Bayesian Networks' Reliability and Multiway Networks for Gaussian and Non-Gaussian Distributed Data

This thesis focuses on two topics in the area of statistical modelling applications.

The first topic concerns the evaluation of the reliability of Bayesian Hierarchical Models for scRNAseq data. Bayesian Hierarchical Models (BHM) are used in various application fields such as biology, social science and engineering for identification of confounding factors, thus enabling the extraction of the information of interest. BHMs are typically formulated by specifying the data model, the parameters model and the prior distributions. The posterior inference of a BHM depends on both the model specification and the computational algorithm used. We use the term "reliability" to indicate a methodology's ability to recover the "ground truth" or the underlying distribution embedded in the data. Testing the reliability of a BHM is an open question. The most straightforward way to test the reliability of a BHM inference is to compare the posterior distributions with the ground truth value of the model parameters, when available. However, when dealing with experimental data, the true value of the underlying parameters is typically unknown. In these situations, numerical experiments based on synthetic datasets generated from the model itself offer a natural approach to check model performance and posterior estimates. In this thesis, we show how to test the reliability of a BHM. We introduce a change in the model assumptions to allow for prior contamination, and develop a simulation-based evaluation framework to assess the reliability of the inference of a given BHM. We illustrate our approach on a specific BHM used for Bayesian analysis of scRNAseq Data (BASiCS).

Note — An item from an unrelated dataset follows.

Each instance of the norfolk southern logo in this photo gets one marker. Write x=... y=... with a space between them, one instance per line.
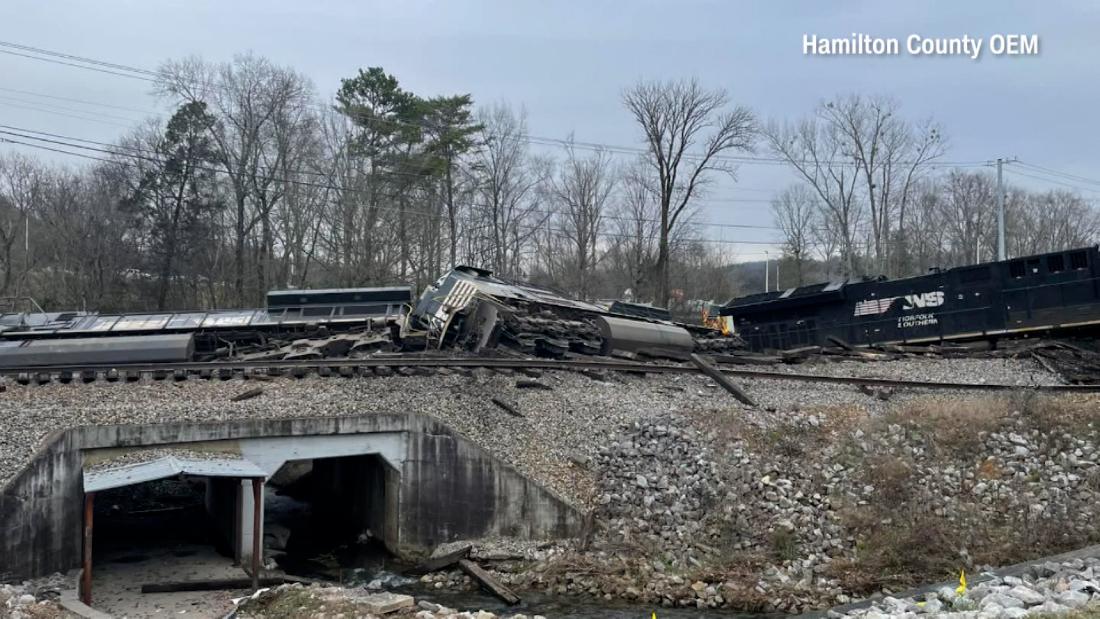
x=876 y=307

The second topic considers the problem of efficient multi-way network inference for non-Gaussian data. Classically, statistical datasets have more data points than features (n > p). The standard model of classical statistics caters for the case where data points are considered conditionally independent given the parameters. However, for n~p or p>n data such models are poorly determined. Kalaitzis et al. (2013) introduced the Bigraphical Lasso, a method for two-way network inference in both samples and features. Greenwald et al. (2019) introduced an algorithm for the inference of the multi-way version. Both methods estimate sparse precision matrices based on the Cartesian product of Gaussian Markov random field graphs. However, the theoretical foundation of such models has some gaps in the previous literature, to the best of my knowledge. In this thesis we formally give and prove a theorem as the theoretical foundation of multi-way graphical models. Moreover, the original Bigraphical Lasso algorithm is not applicable in case of large p and n due to memory requirements. In this thesis we present Scalable Bigraphical Lasso, a novel version of the algorithm which exploits eigenvalue decomposition of the Cartesian product graph, and matrix algebra, to reduce the memory requirements from O(n^2p^2) to O(n^2 + p^2), and to improve the computational efficiency. We also present the Scalable K-graphical Lasso method for multi-way network inference, leveraging eigenvalue decomposition to simultaneously infer hidden structures in tensor-valued data. Finally, many datasets in different application fields, such as biology, medicine and social science, come as non-Gaussian data, for which Gaussian based models such as the original Bigraphical model and its multi-way version are not applicable. Thus, we extend our multi-way network inference approach so that it can be used for non-Gaussian data. In summary, our methodology accounts for the dependencies across different directions in datasets, reduces the computational complexity for high dimensional data and enables us to deal with both discrete and continuous data. Numerical studies on both synthetic and real datasets are presented to showcase the performance of our methods.